The clock reminded her that time was running short. She needed to be front of house in half an hour. She got up, taking her mug to the sink. He still nursed his.
“I’ve got to change and have something to eat. I have to be back at the church in twenty minutes,” she said, surprised to catch a wistful note in her voice.
“Then go change. I’ll put something together for you.” He got up and opened her fridge. She watched him, baffled. He seemed to think nothing of the intrusion. “Omelette OK? You don’t have much in.”
She was hungry. What with changing and everything, she’d be lucky if she had time to grab an oatcake and some cheese. Ben’s omelettes were OK, as she remembered. The minute hand moved on the clock. She gave up with a mental shrug. This was just a weird day. She headed to the door.
“Thanks,” she said. “There’s cheese in the butter drawer.”
CHAPTER
9
Ben hadn’t stayed more than a couple of minutes after she reappeared in her clerical clothes. He hated to see her like that. As she left the vicarage she saw her phone flashing. Another text from Ruth. Well, not really a text – just a question mark sent from her sister’s number. The reproach itched under her skin. She stopped for a moment in her ice-bound garden and sucked up a lungful of freezing air. It burned the inside of her nose and made her head ache. Priorities. Focus on priorities. The civic carol service. Get back to the rest later.
She needed another moment to compose herself. She passed the vestry door and walked round to the front of the church. The musicians were arriving with their instruments and Pat was hovering like an irritated goose. She homed in on Faith.

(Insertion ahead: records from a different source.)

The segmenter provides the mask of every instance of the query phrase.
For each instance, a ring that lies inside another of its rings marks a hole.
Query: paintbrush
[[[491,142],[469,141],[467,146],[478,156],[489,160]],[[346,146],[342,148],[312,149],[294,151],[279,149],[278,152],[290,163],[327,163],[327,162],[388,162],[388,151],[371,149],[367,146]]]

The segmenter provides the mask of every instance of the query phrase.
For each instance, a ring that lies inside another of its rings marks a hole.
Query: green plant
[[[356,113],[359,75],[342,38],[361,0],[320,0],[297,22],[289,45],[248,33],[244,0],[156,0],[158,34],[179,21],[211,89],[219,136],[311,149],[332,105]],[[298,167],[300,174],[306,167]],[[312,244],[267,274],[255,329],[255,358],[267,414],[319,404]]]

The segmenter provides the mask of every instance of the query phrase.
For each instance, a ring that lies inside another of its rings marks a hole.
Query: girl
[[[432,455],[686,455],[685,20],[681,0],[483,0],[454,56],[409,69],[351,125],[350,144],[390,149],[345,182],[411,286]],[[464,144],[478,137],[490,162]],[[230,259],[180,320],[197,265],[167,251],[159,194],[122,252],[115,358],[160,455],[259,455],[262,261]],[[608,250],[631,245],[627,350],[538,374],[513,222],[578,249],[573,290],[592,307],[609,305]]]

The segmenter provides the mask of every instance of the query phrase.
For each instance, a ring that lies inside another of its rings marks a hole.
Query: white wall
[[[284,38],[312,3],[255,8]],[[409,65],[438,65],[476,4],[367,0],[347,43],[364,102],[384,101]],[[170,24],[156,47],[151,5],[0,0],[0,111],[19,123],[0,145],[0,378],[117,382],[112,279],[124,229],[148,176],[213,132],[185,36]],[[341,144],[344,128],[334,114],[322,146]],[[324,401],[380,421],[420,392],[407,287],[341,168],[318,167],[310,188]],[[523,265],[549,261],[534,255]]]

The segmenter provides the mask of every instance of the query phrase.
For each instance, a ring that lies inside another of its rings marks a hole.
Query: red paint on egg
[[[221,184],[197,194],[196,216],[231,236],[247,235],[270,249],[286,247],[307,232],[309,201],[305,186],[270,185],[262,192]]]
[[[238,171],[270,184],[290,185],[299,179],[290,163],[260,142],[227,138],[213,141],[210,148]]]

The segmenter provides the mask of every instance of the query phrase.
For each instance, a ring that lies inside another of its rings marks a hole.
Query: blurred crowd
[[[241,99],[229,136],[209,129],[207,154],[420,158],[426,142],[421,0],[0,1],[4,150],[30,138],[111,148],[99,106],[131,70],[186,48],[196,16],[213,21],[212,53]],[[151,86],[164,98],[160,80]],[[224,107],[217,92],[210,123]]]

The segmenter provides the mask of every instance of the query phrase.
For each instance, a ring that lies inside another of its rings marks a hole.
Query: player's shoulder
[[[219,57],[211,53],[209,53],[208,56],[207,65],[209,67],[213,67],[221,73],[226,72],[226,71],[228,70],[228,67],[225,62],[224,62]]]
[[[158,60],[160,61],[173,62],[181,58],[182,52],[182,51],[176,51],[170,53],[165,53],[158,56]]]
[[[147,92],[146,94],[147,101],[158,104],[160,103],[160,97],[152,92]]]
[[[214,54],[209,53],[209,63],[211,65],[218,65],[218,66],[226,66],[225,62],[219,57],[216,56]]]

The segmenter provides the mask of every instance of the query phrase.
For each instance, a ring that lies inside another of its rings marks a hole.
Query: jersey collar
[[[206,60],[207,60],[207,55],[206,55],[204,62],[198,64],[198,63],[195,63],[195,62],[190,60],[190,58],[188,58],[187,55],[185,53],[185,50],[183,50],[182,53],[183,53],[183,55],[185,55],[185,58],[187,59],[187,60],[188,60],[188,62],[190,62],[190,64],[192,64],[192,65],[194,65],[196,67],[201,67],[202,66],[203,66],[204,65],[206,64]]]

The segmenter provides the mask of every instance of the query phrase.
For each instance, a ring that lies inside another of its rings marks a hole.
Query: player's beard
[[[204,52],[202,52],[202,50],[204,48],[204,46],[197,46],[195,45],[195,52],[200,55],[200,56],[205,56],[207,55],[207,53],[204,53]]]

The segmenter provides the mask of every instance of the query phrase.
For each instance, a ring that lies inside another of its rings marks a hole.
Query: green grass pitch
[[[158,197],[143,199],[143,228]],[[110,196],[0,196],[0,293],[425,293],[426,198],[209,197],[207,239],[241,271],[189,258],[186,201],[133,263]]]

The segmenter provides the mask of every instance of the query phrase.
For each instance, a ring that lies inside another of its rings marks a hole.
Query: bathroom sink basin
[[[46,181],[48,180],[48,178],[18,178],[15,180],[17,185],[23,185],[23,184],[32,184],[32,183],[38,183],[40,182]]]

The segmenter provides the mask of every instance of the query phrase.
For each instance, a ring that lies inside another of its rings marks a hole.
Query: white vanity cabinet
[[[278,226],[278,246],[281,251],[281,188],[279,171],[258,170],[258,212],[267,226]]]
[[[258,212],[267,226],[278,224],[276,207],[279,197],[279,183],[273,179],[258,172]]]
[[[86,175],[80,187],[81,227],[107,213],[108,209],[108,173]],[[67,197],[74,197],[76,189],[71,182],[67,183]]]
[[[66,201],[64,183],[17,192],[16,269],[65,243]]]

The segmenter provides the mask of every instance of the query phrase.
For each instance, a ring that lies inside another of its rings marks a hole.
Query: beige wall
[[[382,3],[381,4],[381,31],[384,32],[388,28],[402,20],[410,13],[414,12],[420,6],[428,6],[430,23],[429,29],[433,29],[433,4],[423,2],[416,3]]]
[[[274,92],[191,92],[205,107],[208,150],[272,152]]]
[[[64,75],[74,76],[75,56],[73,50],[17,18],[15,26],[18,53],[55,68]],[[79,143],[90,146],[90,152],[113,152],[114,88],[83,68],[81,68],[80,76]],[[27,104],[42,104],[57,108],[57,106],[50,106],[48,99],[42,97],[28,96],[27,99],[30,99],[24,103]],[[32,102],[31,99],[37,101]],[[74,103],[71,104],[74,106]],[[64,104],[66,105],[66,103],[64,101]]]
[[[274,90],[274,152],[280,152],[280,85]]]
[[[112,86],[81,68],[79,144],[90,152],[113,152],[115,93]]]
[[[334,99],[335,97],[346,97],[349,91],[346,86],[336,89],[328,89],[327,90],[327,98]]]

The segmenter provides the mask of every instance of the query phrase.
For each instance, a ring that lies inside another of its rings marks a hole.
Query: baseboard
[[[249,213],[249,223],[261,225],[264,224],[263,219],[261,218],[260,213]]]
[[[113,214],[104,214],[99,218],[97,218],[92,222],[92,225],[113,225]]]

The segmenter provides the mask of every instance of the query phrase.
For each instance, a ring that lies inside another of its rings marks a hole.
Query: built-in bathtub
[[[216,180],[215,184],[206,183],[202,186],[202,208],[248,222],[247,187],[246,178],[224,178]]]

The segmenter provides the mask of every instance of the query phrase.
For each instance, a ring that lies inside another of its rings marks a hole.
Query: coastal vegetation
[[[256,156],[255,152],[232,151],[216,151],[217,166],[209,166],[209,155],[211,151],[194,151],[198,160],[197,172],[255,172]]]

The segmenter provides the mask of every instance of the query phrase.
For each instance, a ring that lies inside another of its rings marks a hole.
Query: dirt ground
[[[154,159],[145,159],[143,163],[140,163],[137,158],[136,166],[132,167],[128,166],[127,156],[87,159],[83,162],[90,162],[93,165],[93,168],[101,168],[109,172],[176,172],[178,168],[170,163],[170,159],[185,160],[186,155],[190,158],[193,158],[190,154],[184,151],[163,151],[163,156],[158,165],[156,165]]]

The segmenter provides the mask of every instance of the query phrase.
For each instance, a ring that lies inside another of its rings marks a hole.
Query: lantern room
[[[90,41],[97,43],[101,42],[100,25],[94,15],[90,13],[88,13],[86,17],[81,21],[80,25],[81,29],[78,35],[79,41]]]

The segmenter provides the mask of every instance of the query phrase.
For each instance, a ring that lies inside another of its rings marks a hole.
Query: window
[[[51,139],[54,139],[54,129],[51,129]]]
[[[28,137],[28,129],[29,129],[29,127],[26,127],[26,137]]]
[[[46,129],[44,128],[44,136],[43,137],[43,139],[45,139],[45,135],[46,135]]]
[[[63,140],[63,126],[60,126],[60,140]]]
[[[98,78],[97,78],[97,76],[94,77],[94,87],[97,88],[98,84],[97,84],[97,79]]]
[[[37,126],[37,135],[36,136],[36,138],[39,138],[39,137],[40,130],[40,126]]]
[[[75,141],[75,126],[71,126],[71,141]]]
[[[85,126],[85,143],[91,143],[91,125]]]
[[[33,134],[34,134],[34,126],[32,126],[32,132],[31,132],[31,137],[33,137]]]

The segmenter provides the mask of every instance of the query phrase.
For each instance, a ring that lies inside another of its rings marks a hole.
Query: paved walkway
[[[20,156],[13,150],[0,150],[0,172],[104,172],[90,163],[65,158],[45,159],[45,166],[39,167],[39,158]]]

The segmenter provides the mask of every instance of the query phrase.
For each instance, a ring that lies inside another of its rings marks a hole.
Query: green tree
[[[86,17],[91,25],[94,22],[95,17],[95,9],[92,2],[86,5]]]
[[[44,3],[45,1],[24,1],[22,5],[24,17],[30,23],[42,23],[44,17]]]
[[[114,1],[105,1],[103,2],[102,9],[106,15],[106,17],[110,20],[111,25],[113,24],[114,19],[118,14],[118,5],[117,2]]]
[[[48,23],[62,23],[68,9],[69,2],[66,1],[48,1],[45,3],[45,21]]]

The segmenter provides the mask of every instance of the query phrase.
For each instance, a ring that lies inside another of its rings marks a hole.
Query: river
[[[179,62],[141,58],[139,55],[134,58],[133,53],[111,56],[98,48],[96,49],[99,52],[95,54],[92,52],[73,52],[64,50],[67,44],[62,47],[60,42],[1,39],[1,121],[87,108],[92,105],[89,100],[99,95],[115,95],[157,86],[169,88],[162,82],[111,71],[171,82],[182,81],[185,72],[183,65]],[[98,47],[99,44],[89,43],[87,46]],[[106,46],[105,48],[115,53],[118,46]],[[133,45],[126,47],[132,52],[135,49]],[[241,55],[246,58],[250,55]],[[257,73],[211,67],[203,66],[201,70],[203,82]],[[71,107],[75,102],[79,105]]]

“They won’t stop to wipe their boots!” Muddy trails of melting ice marked the stone floor of the porch.
“Pat – don’t worry.” Faith attempted her most soothing voice; the one she used for distressed persons and unsettled beasts. “This church has stood for over nine hundred years. It can weather a bit of ice and mud.”
Pat tossed her head. She was on edge too. What was it about this day?
“And who do you suppose is going to have to clean it all up?” Pat muttered.
Faith squeezed her arm.
“We’ll do it together.” Pat shot her a look of irritated affection. That was unexpected. They were in this together.
“Fred.” Pat nodded a greeting at her fellow churchwarden and hurried off into the church.
Fred Partridge beamed at Faith. Her other churchwarden was a substantial man, but he had an inner peacefulness about him that meant that you didn’t always become aware of him until he stood right beside you.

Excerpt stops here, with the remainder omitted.